Cela illustre bien pourquoi, pour une meilleure compréhension de l'évolution globale des lentivirus de primates, une approche pluridisciplinaire est nécessaire entre des virologues, des phylogénéticiens ainsi que des primatologues. Notamment, les informations apportées par les primatologues sur les comportements animaux, leurs répartitions géographiques passées et actuelles ainsi que les données sur les associations polyspécifiques observées entre certains groupes de primates afin de diminuer le risque de prédation (par ex : le colobe bai s'associe souvent au cercopithèque diane du parc national de Taï) peuvent être déterminantes dans l'interprétation des relations entre les lentivirus de primates.

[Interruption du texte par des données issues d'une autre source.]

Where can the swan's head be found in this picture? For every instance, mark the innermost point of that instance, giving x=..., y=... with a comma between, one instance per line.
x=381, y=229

Comme nous venons de le voir, l'évolution des lentivirus de primates est très complexe faisant intervenir de nombreux événements de transmissions inter-espèces et de recombinaisons génétiques. Les mécanismes permettant aux lentivirus de franchir la barrière d'espèce ne sont pas entièrement déterminés, mais les relations phylogénétiques entre les lentivirus de primates attestent que ces événements ne sont pas aussi rares que l'on aurait pu le penser a priori. Deux transmissions zoonotiques sont à l'origine chez l'homme du VIH1 et du VIH2. La transmission virale entre le singe et l'homme pourrait avoir lieu dans certaines conditions : morsures par un animal domestique ou lors du dépeçage d'un animal chassé. Récemment, lors d'une étude séro-épidémiologique de grande ampleur sur la « viande de brousse » vendue sur les marchés au Cameroun, nous avons pu montrer que la population humaine était en contact avec une diversité considérable de SIV [2]. La chasse et la consommation de « viande de brousse » ont toujours été pratiquées en Afrique subsaharienne et constituent une source de protéines et de revenus non négligeables. Cependant, la croissance explosive de ce commerce au cours des dernières décennies, avec l'essor de l'exploitation forestière ayant ouvert l'accès à des régions jusqu'alors préservées, a considérablement augmenté le risque de contact de la population avec des espèces infectées, favorisant ainsi l'émergence potentielle de nouvelles zoonoses. Les transmissions des lentivirus entre singes et hommes constituent un risque potentiel d'émergence de nouveaux virus, mais également la possibilité de nouveaux virus recombinants entre SIV et VIH.
Une meilleure connaissance de la diversité génétique des SIV chez les singes sauvages est donc utile et nécessaire pour définir des outils spécifiques permettant de surveiller l'émergence de nouveaux variants dans la population humaine.